Neocortical neurons in mammals (including primates and rodents) consume 20 times more energy per neuron than do cerebellar neurons (Herculano-Houzel 2011); the neocortex, unlike the cerebellum, is necessary for storing conscious/declarative information (Tehovnik, Hasanbegović, Chen 2024). The cerebellum, on the other hand, stores information related to converting declarative information into executable code to move the body. The high energy consumption of neocortical neurons may be required to maintain consciousness during wakefulness by supporting synaptic resilience (Attwell and Laughlin 2001; Herculano-Houzel 2011; Richards 2002; Sibson et al. 1998; Shulman et al. 2009). We have estimated (based on the number of functional synapses) that for humans the information storage capacity of neocortex is 1.6 x 10^14 bits, and the information storage capacity of the cerebellum is 2.8 x 10^14 bits (Tehovnik, Hasanbegović, Chen 2024). Whether the storage of information in the cerebellum is dependent on an intact neocortex is not known, but if so, then what would be stored by the cerebellum? Perhaps, neurons of neocortex are attached to a string of cerebellar pathways and synapses (like a puppeteer attached to his or her puppets) to facilitate the efficient execution of a previously learned act (Hasanbegović 2024).
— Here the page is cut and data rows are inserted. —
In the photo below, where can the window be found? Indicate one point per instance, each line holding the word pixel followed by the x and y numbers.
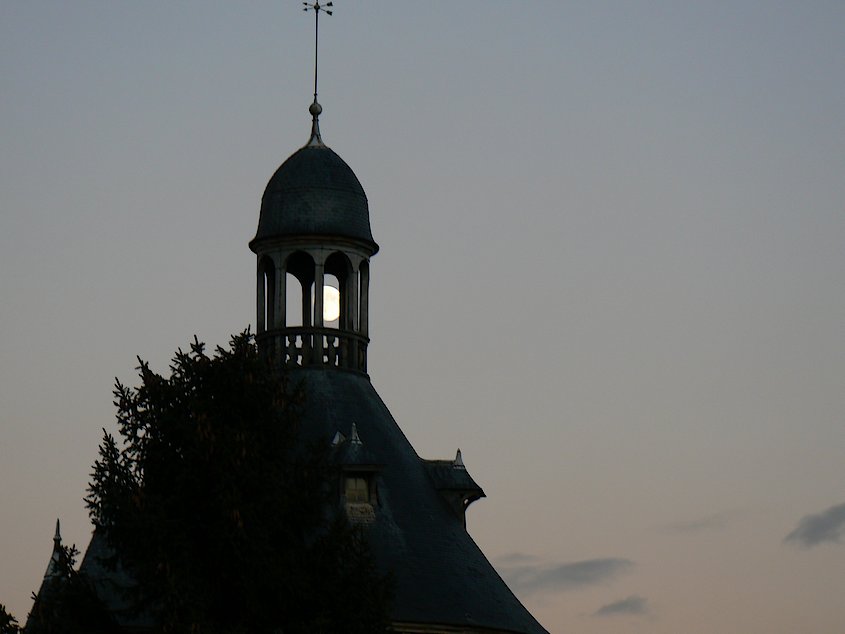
pixel 357 490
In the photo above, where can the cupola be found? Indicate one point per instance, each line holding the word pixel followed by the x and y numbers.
pixel 314 245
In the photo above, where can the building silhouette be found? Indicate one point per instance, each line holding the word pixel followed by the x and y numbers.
pixel 313 248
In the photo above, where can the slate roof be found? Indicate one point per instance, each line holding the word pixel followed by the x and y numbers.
pixel 315 193
pixel 441 575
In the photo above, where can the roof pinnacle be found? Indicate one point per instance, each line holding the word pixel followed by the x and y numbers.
pixel 315 108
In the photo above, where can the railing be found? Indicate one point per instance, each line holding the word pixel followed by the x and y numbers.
pixel 307 346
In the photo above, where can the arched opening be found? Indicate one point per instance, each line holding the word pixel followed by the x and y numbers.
pixel 331 301
pixel 364 298
pixel 339 275
pixel 266 294
pixel 299 269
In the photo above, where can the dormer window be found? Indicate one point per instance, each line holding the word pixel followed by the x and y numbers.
pixel 357 489
pixel 359 475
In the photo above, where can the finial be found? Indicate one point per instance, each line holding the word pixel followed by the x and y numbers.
pixel 315 109
pixel 353 436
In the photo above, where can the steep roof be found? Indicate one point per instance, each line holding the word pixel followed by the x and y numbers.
pixel 441 575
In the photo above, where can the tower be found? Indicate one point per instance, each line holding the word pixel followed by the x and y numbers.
pixel 314 228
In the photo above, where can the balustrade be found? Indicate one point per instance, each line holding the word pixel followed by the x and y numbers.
pixel 306 346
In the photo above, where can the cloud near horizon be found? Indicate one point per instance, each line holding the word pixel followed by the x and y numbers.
pixel 524 574
pixel 827 526
pixel 715 521
pixel 634 604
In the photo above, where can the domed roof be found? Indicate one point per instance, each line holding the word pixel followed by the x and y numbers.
pixel 315 193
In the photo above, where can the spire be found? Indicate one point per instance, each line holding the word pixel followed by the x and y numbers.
pixel 315 108
pixel 53 569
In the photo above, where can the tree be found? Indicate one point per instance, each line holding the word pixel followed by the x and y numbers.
pixel 221 513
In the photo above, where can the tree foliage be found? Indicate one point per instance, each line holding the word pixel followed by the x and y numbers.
pixel 221 513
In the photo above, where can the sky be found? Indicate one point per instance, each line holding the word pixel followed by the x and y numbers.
pixel 611 270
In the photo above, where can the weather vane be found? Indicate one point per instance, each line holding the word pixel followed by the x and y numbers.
pixel 316 7
pixel 316 108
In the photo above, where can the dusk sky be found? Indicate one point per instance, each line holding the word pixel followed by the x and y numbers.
pixel 612 270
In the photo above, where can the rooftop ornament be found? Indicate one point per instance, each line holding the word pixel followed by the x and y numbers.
pixel 315 108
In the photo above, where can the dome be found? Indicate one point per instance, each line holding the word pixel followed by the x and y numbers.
pixel 315 193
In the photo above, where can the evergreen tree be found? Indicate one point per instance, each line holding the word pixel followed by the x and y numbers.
pixel 8 623
pixel 221 513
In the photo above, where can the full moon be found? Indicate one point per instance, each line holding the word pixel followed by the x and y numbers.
pixel 331 303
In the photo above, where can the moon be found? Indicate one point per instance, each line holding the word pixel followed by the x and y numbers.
pixel 331 304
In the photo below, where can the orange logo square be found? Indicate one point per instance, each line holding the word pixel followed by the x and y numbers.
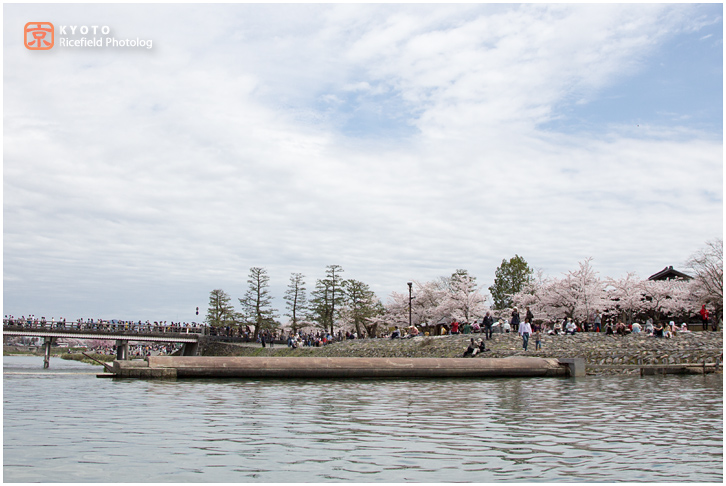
pixel 39 36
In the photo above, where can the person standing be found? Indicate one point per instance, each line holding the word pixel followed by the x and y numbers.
pixel 704 317
pixel 515 320
pixel 537 340
pixel 525 330
pixel 488 322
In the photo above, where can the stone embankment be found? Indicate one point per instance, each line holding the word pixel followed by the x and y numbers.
pixel 602 353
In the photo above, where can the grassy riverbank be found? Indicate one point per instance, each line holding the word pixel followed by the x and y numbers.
pixel 598 349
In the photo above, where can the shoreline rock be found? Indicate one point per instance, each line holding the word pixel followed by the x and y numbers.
pixel 601 352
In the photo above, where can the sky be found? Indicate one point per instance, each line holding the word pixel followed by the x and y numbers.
pixel 401 142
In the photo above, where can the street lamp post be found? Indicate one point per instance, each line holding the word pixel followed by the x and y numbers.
pixel 410 298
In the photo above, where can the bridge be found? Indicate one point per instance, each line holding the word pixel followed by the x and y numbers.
pixel 121 333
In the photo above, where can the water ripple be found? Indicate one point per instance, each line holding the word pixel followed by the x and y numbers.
pixel 599 429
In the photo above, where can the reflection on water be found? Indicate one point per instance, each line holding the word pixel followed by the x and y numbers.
pixel 66 425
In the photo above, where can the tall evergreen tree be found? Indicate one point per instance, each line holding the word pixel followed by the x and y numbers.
pixel 361 305
pixel 220 312
pixel 256 303
pixel 296 300
pixel 509 279
pixel 327 296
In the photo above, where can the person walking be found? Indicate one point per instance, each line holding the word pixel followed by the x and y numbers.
pixel 525 330
pixel 704 317
pixel 515 320
pixel 488 322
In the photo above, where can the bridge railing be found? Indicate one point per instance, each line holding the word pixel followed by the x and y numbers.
pixel 105 326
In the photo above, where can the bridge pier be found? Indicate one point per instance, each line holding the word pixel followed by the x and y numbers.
pixel 122 350
pixel 190 349
pixel 46 346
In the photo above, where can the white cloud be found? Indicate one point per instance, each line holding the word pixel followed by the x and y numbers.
pixel 135 182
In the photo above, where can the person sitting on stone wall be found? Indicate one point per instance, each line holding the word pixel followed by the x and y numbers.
pixel 649 327
pixel 472 349
pixel 620 329
pixel 570 328
pixel 505 326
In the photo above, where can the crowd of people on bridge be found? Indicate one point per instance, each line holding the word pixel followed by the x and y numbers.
pixel 108 325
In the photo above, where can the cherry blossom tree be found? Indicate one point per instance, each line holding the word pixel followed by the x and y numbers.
pixel 576 295
pixel 464 300
pixel 626 296
pixel 664 298
pixel 707 266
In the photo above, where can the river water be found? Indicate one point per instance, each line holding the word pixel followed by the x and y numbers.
pixel 66 425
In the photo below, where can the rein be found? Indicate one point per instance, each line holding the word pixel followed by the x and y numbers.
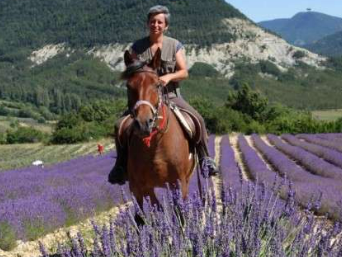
pixel 164 124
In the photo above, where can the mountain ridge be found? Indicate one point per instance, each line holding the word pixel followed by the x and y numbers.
pixel 304 27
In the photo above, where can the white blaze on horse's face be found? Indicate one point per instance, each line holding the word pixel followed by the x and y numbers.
pixel 144 99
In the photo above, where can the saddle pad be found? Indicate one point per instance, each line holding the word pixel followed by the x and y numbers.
pixel 188 122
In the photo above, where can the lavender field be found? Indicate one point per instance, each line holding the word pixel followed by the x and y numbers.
pixel 264 203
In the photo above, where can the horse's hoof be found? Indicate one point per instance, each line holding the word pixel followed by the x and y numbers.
pixel 114 179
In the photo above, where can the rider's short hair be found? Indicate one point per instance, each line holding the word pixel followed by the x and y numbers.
pixel 157 9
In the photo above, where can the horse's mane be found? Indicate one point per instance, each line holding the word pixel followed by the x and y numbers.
pixel 132 68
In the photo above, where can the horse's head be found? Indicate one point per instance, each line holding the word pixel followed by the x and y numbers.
pixel 143 90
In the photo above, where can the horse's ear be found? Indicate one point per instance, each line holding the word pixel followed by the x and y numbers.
pixel 128 58
pixel 156 60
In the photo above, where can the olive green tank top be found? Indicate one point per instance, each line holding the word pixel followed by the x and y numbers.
pixel 168 57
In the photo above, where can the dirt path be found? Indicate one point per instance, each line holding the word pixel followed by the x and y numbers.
pixel 238 158
pixel 50 241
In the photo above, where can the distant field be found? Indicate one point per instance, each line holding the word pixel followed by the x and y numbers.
pixel 327 115
pixel 22 155
pixel 24 122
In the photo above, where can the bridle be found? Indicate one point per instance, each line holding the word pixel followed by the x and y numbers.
pixel 162 104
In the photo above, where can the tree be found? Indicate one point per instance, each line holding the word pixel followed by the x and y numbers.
pixel 248 102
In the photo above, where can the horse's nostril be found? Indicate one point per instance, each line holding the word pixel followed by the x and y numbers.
pixel 137 124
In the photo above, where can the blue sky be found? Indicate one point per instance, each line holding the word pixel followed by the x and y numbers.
pixel 261 10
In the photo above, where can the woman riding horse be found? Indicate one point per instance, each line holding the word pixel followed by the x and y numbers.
pixel 172 70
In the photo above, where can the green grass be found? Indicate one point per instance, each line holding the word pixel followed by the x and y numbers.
pixel 5 124
pixel 22 155
pixel 327 115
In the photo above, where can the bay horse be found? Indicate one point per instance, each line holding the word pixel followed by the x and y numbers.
pixel 159 152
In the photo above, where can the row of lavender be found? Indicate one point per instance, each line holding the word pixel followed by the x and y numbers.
pixel 36 200
pixel 250 220
pixel 312 171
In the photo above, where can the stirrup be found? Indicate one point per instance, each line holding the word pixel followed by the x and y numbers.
pixel 117 175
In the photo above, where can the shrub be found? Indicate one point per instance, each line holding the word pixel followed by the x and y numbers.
pixel 203 69
pixel 24 135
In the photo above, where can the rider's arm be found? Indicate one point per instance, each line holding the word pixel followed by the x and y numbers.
pixel 181 69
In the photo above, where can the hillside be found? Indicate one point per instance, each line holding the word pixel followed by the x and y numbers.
pixel 304 27
pixel 57 57
pixel 87 23
pixel 330 45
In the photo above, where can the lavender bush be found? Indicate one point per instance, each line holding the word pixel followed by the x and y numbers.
pixel 36 200
pixel 328 154
pixel 323 142
pixel 246 222
pixel 310 161
pixel 306 185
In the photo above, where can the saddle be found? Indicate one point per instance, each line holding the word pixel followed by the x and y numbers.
pixel 188 121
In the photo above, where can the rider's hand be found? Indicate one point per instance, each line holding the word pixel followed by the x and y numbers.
pixel 165 79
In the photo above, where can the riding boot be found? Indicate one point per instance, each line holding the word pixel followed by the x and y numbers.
pixel 207 164
pixel 118 174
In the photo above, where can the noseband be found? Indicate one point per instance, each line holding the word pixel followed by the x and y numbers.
pixel 153 126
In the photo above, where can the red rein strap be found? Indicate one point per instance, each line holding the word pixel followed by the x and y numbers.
pixel 147 140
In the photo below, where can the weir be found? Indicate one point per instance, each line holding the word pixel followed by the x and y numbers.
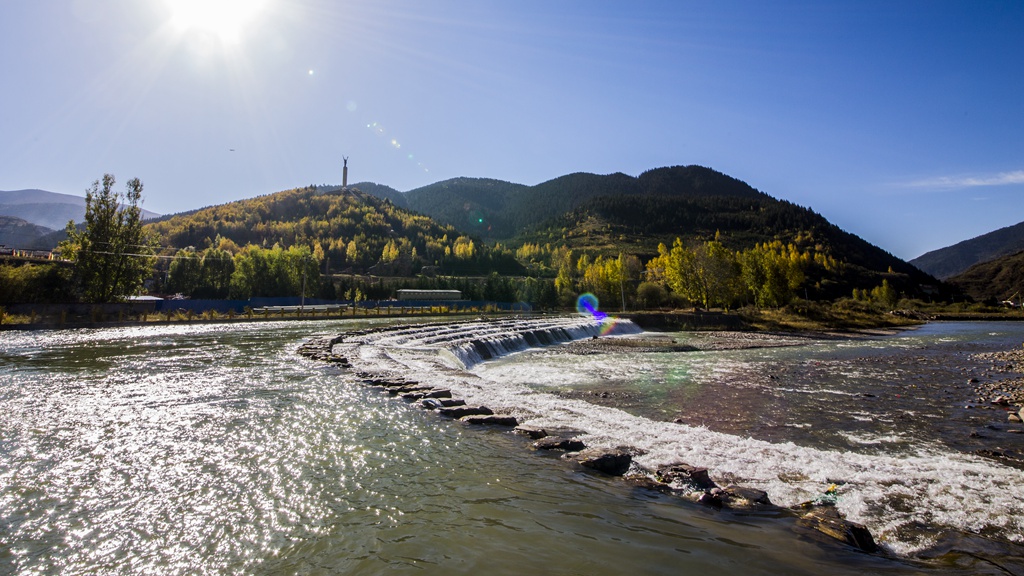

The purpose of automaticity is to reduce the energy demand of the brain (and the body) for task performance. In the brain this is done by reducing the number of synapses required for task execution. There is overwhelming evidence for this idea as observed for the frontal cortex, the basal ganglia, and the cerebellum of human subjects overtrained (for one month) on a sequence of finger-tapping routines (Lehericy et al. 2005). Using fMRI, it was found that the activity of the frontal cortex (including the premotor and supplementary motor areas and the anterior cingulate), the basal ganglia (including the striatum, substantia nigra, and subthalamic nucleus), and the cerebellum (including the pons and the cerebellar cortex and nuclei) all exhibited a systematic diminution of activity over the one-month period of overtraining. Furthermore, in the case of express saccades (which are highly automated ocular responses to a visual stimulus by primates) there is evidence that the number of synapses to execute such saccades is greatly reduced by excluding synaptic pathways/synapses of the frontal lobes and extrastriate cortex to focus the activity on a minimal V1 to brainstem channel for task execution (Schiller and Tehovnik 2015).
Automatic behavior, therefore, is designed to reduce the number of synapses used for task execution, which minimizes energy consumption since synapses are very expensive to sustain (Attwell and Laughlin 2001; Richards 2002; Sibson et al. 1998; Shulman et al. 2009). Additionally, such a reduction will make the neocortex available for new learning, which always starts declaratively and transitions into an automated state that depends on the cerebellum (Tehovnik, Hasanbegović, Chen 2024). The amount of energy expended by the brain per (bits per second transferred) will need to be assessed both for new learning of a task and for the automatic performance of an overlearned task. This metric should yield a measure of the energy reduction by the brain once behaviors become automated, and this metric can be used to evaluate the energy reduction by species in general and per task performed by a given species.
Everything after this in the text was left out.